PaddlePaddle/PaddleX

windows c++ tensorrt paddlex 部署推理

Open

#4799 opened on Dec 3, 2025

View on GitHub
 (2 comments) (0 reactions) (1 assignee)Python (4,520 stars) (894 forks)batch import
Windowshelp wanted

Description

描述问题

我通过paddlex制作了tensorrt_infer.dll,来进行推理,并采用了动态输入,成功进行了推理。 但是问题随之而来:

  1. 没有生成trt缓存,每次运行都会重新 Prepare TRT engine (Optimize model structure, Select OP kernel etc).
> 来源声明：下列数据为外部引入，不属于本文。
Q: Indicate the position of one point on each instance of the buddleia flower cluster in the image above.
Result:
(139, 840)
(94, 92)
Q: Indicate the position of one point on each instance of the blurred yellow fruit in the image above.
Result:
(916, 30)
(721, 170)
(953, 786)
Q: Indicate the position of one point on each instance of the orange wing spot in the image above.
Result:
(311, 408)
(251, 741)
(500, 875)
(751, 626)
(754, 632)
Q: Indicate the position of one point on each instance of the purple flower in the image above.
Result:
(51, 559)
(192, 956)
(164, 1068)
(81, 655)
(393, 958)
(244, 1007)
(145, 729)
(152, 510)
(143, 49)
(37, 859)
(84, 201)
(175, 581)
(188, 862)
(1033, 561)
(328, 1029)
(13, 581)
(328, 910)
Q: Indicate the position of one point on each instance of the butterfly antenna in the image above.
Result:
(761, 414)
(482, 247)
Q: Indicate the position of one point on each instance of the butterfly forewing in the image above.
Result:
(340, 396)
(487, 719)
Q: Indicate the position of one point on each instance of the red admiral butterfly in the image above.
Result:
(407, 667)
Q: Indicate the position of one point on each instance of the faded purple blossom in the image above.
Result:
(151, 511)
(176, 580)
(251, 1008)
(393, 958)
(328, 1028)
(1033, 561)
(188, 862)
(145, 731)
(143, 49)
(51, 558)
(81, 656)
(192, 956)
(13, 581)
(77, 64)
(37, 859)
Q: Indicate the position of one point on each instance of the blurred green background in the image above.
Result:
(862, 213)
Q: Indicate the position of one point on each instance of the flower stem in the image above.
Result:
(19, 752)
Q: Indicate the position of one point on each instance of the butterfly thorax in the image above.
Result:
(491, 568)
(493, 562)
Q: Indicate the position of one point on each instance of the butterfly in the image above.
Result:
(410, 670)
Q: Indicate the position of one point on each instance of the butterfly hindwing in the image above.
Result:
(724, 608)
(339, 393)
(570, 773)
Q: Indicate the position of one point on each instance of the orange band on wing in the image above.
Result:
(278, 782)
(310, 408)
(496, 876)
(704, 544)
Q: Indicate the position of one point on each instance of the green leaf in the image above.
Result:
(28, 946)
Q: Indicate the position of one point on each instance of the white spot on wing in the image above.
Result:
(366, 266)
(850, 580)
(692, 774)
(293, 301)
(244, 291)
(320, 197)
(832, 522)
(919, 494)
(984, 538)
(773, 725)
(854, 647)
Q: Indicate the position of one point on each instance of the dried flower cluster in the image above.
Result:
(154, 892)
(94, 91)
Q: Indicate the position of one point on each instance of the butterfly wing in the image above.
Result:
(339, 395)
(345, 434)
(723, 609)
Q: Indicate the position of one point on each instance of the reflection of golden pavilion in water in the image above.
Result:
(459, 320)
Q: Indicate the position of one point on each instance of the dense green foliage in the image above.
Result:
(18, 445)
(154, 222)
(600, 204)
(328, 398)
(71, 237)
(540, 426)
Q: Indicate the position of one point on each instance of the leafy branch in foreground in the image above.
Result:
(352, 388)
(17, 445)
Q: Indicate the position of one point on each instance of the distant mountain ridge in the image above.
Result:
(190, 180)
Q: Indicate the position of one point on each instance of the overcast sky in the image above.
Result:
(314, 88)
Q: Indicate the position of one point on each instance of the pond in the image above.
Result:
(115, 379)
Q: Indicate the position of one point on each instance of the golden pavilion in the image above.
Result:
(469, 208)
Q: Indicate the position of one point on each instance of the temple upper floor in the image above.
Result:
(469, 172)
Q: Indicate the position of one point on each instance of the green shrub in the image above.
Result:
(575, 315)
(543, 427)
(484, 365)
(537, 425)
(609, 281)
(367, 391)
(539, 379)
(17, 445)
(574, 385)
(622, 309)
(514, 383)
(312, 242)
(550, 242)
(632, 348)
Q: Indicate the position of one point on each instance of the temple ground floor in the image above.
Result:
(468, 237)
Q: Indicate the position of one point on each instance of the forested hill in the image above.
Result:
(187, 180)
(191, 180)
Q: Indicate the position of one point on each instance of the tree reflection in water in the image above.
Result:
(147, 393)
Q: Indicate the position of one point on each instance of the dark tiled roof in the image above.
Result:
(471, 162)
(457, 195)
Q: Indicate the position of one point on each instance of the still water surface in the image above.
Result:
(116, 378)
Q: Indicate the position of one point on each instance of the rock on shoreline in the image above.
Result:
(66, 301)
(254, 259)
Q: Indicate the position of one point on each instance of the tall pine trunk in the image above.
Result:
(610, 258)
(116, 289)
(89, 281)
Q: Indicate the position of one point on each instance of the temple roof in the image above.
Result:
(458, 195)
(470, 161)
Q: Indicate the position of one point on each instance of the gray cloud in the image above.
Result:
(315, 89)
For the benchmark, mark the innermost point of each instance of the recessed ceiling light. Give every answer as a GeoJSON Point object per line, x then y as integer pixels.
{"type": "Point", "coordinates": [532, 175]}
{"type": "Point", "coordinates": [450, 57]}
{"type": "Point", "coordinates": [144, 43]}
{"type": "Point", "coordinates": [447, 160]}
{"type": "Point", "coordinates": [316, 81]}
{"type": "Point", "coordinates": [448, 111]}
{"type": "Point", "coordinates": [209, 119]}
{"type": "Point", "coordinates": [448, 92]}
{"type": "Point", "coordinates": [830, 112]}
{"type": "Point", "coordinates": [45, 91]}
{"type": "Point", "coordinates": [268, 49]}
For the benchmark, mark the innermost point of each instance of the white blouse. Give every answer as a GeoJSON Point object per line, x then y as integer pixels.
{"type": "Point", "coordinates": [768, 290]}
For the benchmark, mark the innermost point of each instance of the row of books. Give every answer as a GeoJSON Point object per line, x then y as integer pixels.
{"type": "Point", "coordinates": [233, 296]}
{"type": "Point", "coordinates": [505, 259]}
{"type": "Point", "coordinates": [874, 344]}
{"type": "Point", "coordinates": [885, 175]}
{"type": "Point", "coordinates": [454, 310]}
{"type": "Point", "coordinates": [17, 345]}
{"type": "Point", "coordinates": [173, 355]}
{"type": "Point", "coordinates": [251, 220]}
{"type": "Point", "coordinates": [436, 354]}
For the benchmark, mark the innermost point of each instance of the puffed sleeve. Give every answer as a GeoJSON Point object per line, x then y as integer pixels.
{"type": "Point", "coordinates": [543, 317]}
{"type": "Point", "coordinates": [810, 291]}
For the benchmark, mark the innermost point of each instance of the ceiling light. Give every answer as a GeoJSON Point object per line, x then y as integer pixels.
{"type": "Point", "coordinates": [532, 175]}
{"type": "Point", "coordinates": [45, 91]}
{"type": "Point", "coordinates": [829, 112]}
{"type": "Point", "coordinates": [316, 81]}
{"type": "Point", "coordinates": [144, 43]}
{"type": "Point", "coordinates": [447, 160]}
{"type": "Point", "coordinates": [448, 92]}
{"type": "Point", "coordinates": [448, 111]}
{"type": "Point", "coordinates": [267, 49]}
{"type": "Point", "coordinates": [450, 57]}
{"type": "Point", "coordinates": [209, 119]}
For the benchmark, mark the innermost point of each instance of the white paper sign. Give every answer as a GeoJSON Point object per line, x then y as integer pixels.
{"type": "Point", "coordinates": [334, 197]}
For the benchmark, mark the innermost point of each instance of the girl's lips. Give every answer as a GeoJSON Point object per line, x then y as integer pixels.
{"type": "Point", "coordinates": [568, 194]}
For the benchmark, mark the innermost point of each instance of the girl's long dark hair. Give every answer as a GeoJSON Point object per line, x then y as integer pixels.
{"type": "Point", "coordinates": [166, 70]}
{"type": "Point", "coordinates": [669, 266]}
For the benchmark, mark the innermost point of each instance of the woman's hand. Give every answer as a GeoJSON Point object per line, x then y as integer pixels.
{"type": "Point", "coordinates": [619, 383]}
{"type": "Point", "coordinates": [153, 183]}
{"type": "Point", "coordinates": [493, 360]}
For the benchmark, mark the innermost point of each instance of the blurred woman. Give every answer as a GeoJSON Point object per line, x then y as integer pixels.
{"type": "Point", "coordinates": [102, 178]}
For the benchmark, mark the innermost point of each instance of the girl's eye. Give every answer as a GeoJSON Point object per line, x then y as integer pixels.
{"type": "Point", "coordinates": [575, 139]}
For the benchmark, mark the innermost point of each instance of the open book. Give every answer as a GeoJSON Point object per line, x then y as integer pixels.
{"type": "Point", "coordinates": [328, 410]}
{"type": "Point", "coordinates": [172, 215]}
This process may cost a lot of time. 如此一来,可用性大幅度降低,想请问该如何保存trt模型,或者提取生成。

  2. 另外我有看见 TensorRTEngineConfig,请问我该如何直接使用此结构体,来构建新的tensorrt_infer.cpp.或许可以避开上述的麻烦。 我有看见TensorRTEngineConfig结构体中有这一项 // onnx model path std::string model_file_ = ""; 所以我在cmake的时候,勾选了 WITH_ONNX_TENSORRT,但没观察到明显的变化。 cmake勾选图如下:

  3. 我在动态部署时,通过其它issue的提示,所生成的pbtxt文件,获取了动态部署的尺寸,但想请问能否直接使用此.pbtxt文件,否则或许更换模型框架后,就需要重新制作一次tensorrt_infer.dll,

复现

  1. 高性能推理

  2. 您使用的模型数据集是? 我目前使用的模型是pplite, backbone=stdc1 数据集为自定义生成的数据集。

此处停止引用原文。